Factors such as plant vigor, rooting uniformity, and acclimatization performance were significantly improved, marking a major step toward the large-scale, energy-efficient production of elite European chestnut genotypes. A recent advancement is the use of LED-based systems, which have emerged as powerful tools to further enhance chestnut micropropagation. In this line, Marino et al. [177] demonstrated that specific LED spectra substantially improved both the multiplication and rooting phases, doubling the proliferation index and achieving 100% rooting success compared to conventional fluorescent lighting.
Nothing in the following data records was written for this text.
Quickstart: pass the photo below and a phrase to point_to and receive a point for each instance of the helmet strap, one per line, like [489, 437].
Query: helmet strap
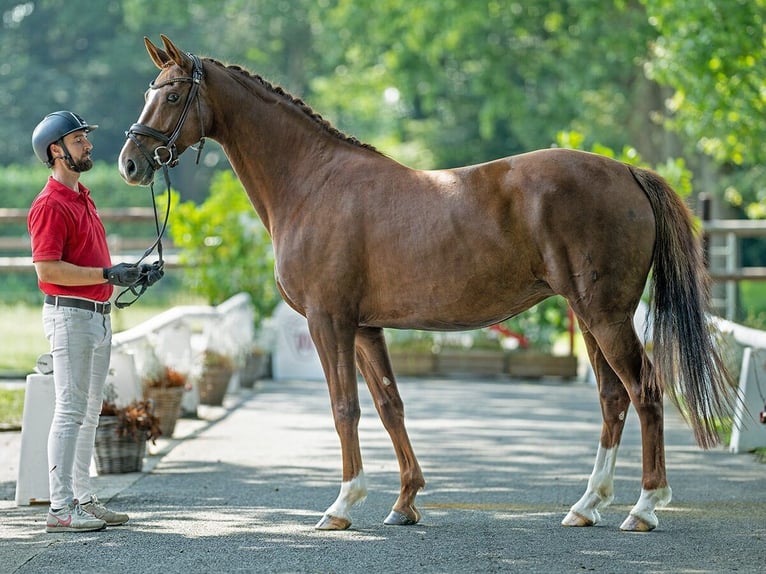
[68, 157]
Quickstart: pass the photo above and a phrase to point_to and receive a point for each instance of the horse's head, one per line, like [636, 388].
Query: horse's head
[171, 120]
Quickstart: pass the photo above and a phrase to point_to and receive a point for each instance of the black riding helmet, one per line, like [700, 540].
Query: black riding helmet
[54, 127]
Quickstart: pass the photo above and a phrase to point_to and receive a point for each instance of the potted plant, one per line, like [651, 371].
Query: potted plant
[163, 385]
[122, 434]
[543, 325]
[216, 371]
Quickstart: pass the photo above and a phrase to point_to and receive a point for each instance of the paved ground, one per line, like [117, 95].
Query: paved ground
[504, 460]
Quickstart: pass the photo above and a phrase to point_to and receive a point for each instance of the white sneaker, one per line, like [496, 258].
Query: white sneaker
[72, 518]
[98, 510]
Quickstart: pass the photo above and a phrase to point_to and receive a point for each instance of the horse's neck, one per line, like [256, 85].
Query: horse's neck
[278, 152]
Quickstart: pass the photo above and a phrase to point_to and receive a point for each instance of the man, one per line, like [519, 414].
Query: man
[75, 272]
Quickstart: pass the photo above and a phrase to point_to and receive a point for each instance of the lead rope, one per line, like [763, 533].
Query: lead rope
[758, 386]
[168, 143]
[140, 286]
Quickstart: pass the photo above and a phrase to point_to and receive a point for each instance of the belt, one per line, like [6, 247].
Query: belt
[87, 304]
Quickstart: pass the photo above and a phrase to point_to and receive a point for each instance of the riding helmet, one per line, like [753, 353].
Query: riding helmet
[52, 128]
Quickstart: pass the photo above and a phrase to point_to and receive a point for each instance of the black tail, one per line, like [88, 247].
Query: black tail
[688, 365]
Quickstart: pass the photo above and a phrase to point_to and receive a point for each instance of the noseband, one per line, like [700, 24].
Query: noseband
[167, 147]
[168, 143]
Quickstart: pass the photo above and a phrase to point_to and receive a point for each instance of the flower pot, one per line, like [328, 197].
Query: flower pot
[254, 369]
[213, 384]
[117, 454]
[167, 406]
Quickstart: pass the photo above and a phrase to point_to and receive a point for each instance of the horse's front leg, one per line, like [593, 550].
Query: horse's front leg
[375, 365]
[334, 341]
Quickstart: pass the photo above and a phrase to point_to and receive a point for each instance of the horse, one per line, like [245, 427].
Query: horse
[362, 243]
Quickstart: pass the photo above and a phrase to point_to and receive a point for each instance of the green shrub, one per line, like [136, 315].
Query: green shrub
[225, 248]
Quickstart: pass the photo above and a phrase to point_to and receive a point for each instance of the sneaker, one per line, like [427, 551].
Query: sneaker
[71, 518]
[98, 510]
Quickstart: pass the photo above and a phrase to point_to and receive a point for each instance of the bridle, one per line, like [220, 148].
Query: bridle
[168, 148]
[168, 143]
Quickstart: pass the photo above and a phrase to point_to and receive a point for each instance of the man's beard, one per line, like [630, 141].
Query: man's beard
[82, 165]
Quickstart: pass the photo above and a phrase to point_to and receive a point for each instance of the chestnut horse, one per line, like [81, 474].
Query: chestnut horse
[362, 242]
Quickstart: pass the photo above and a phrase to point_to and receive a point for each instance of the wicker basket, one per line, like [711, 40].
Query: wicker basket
[167, 406]
[115, 454]
[213, 384]
[254, 369]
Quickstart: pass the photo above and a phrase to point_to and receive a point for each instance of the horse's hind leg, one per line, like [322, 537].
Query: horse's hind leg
[619, 352]
[614, 405]
[375, 365]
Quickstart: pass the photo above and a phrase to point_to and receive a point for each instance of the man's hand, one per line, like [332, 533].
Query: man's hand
[150, 274]
[122, 274]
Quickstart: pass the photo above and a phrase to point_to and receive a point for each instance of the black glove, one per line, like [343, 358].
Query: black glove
[122, 274]
[150, 274]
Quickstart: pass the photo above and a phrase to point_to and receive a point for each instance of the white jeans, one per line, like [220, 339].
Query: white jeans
[81, 345]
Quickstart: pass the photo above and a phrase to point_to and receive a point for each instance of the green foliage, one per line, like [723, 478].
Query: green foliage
[224, 247]
[674, 170]
[711, 54]
[542, 324]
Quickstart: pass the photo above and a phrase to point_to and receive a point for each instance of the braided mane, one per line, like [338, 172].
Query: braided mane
[303, 106]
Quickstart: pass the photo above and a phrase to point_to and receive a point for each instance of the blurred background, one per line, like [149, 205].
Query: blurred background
[676, 85]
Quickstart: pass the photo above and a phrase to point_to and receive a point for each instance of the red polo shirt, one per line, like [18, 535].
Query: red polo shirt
[64, 225]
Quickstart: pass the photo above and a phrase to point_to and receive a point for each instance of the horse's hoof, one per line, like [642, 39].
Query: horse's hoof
[398, 519]
[636, 524]
[329, 522]
[574, 519]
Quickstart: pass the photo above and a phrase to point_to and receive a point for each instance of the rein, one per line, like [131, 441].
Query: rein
[168, 147]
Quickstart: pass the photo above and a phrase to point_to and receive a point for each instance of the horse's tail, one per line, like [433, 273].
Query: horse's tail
[687, 363]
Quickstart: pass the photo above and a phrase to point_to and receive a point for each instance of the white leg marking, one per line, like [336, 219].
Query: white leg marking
[351, 493]
[600, 491]
[648, 501]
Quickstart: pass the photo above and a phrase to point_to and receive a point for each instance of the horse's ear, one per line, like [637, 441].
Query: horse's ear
[179, 57]
[159, 57]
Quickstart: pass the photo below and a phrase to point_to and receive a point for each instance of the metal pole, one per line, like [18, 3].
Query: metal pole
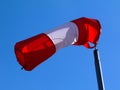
[98, 70]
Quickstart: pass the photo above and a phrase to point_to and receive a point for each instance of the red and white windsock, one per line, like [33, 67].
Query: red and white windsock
[35, 50]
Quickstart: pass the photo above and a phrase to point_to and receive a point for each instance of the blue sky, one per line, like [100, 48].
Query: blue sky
[71, 68]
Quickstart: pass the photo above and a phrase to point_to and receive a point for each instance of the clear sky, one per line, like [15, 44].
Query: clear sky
[71, 68]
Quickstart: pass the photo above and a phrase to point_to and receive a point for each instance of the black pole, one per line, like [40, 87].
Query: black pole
[98, 70]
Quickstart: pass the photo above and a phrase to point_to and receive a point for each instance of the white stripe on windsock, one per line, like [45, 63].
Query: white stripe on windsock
[64, 35]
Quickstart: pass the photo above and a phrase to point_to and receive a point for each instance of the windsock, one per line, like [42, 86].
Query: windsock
[35, 50]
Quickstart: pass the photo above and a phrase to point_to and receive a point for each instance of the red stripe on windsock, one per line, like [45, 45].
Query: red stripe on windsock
[33, 51]
[89, 31]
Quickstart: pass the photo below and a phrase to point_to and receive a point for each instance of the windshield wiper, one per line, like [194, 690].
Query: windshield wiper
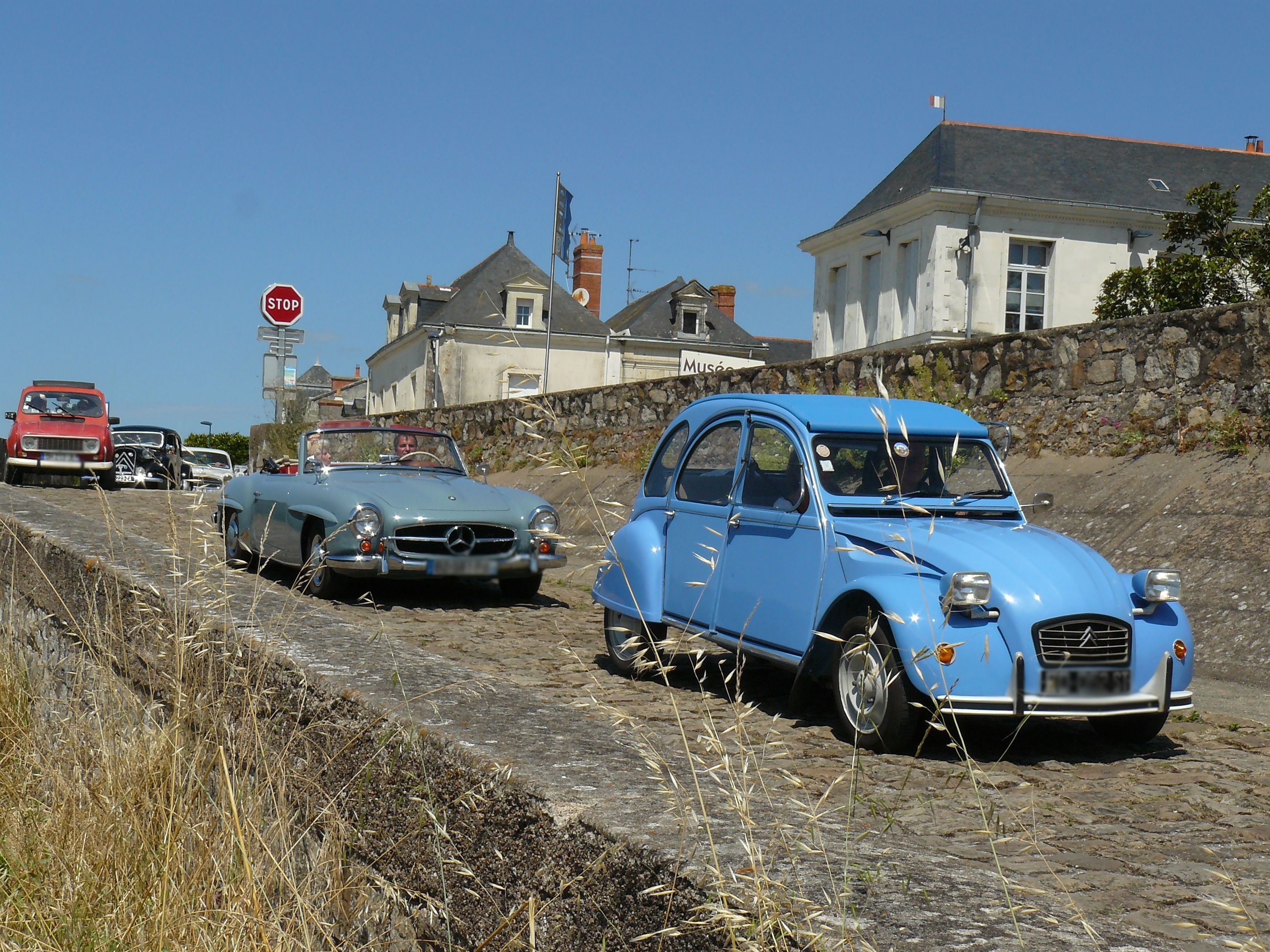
[984, 494]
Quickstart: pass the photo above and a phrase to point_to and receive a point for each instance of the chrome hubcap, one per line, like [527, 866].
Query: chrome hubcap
[623, 634]
[863, 683]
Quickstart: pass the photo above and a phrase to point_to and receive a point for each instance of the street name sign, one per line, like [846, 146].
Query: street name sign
[281, 305]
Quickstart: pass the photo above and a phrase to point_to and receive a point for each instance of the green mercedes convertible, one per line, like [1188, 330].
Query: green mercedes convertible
[397, 502]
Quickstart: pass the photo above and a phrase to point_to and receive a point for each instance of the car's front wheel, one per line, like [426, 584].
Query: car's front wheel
[323, 581]
[870, 690]
[1131, 729]
[521, 589]
[632, 643]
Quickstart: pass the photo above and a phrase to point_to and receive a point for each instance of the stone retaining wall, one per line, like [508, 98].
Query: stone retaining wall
[1137, 385]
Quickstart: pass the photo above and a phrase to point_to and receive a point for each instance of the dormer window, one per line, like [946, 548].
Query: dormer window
[524, 312]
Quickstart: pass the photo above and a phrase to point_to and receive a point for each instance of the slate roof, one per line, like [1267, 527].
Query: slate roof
[1062, 167]
[477, 299]
[649, 317]
[785, 350]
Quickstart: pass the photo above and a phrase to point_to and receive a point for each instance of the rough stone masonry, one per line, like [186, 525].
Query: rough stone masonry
[1136, 385]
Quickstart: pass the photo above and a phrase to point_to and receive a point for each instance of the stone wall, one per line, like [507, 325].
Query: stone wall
[1136, 385]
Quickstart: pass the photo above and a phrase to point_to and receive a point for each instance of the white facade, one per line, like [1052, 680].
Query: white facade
[911, 290]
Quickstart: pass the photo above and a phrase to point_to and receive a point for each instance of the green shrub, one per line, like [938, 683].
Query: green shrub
[236, 445]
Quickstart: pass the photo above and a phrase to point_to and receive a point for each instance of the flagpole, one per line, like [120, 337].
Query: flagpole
[547, 355]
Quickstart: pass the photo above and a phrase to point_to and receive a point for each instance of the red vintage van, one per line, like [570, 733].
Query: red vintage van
[60, 428]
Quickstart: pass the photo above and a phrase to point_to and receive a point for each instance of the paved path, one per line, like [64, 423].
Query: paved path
[1103, 847]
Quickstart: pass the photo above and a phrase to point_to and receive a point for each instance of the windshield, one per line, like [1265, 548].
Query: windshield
[138, 438]
[862, 466]
[209, 457]
[61, 403]
[404, 448]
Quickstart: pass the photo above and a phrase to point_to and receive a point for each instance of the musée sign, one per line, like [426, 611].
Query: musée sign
[281, 305]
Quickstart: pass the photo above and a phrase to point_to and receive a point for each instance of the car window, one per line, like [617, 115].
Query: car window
[774, 470]
[59, 403]
[710, 468]
[867, 466]
[662, 469]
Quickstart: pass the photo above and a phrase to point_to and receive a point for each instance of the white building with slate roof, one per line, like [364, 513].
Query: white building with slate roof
[484, 337]
[1057, 214]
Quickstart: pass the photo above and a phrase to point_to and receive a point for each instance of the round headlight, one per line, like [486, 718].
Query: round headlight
[545, 521]
[366, 522]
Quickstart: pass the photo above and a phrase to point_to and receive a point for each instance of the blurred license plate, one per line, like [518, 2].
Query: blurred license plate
[465, 566]
[1085, 682]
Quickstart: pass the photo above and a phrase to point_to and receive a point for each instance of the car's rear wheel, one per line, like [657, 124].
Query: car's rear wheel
[1131, 729]
[521, 589]
[323, 581]
[633, 643]
[871, 691]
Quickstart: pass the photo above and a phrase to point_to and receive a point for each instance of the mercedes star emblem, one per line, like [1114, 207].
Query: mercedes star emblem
[460, 540]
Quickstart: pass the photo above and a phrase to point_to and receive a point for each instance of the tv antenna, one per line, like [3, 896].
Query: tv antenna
[632, 291]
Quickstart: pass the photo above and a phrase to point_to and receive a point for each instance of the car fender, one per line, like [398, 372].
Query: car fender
[911, 603]
[632, 579]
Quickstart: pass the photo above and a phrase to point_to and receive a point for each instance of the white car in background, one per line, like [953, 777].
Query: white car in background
[209, 468]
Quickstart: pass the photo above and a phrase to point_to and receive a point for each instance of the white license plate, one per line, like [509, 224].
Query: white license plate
[1085, 682]
[483, 568]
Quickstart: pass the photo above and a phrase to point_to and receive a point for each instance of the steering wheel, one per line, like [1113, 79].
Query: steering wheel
[421, 454]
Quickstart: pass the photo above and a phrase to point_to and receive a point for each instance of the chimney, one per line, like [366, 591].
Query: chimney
[726, 300]
[588, 259]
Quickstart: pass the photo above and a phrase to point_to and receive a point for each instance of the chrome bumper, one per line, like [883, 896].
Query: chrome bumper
[393, 564]
[1156, 696]
[46, 466]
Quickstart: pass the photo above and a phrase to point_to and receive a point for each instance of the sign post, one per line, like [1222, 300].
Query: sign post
[281, 305]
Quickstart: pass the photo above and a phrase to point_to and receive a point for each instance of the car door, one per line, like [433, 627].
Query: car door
[270, 531]
[774, 558]
[698, 525]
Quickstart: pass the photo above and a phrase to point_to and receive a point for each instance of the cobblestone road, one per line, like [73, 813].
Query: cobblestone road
[1103, 847]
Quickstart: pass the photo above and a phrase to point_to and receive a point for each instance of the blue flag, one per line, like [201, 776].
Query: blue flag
[564, 219]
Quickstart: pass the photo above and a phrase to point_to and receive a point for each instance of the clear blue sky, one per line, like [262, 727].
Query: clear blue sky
[160, 164]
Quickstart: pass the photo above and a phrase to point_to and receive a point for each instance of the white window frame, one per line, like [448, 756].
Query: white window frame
[1044, 271]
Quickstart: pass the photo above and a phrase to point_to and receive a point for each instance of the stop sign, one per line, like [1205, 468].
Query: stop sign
[281, 305]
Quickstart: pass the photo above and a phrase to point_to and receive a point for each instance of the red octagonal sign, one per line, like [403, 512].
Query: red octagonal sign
[281, 305]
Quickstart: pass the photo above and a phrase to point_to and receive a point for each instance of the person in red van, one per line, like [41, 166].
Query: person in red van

2.3.2. Somatic Embryogenesis

Somatic embryogenesis (SE) has also been established in European chestnut and its hybrids. However, these procedures cannot yet be applied at a commercial level. Despite this, they have been extremely useful for developing cryopreservation, genetic transformation, and gene editing methods in this species. The first well-documented report of true somatic embryo induction and subsequent plant regeneration from immature zygotic embryos of Castanea sativa × C. crenata hybrids was published by Vieitez et al. [178]. Later studies confirmed somatic embryogenesis in both hybrid (C. sativa × C. crenata) and pure C. sativa genotypes [179,180,181,182,183]. Somatic embryo induction typically involves a two-step culture protocol: an initial induction phase using auxins in high concentration, followed by an expression medium with either low concentrations of PGRs or none at all. Among auxins, 2,4-dichlorophenoxyacetic acid (2,4-D) is most commonly used and considered essential for initiating embryogenic cultures. A cytokinin, usually benzyladenine (BA), kinetin, or zeatin, is often added at lower concentrations to support embryo development. Particulary, Sezgin and Dumanoğlu (2014) [181] successfully used indole-3-butyric acid (IBA) in combination with thidiazuron (TDZ), as an alternative induction treatment. The developmental stage of the zygotic embryo, closely tied to the collection time (weeks post-anthesis), strongly affects induction efficiency. The optimal window for harvesting embryos in northwest Spain ranges from 6 to 12 weeks post-anthesis (late July to early September), when immature zygotic embryos are most competent for somatic embryogenesis. Both whole zygotic embryos and cotyledonary segments have been used as explants. However, comparative studies indicate that embryonic axes exhibit twice the induction efficiency of cotyledonary pieces [179]. Moreover, the induction percentages were influenced by both the genotype of the mother tree and collection date, with values ranging from 2% for the hybrid material [178,183] to 11.1% for C. sativa material [179,182].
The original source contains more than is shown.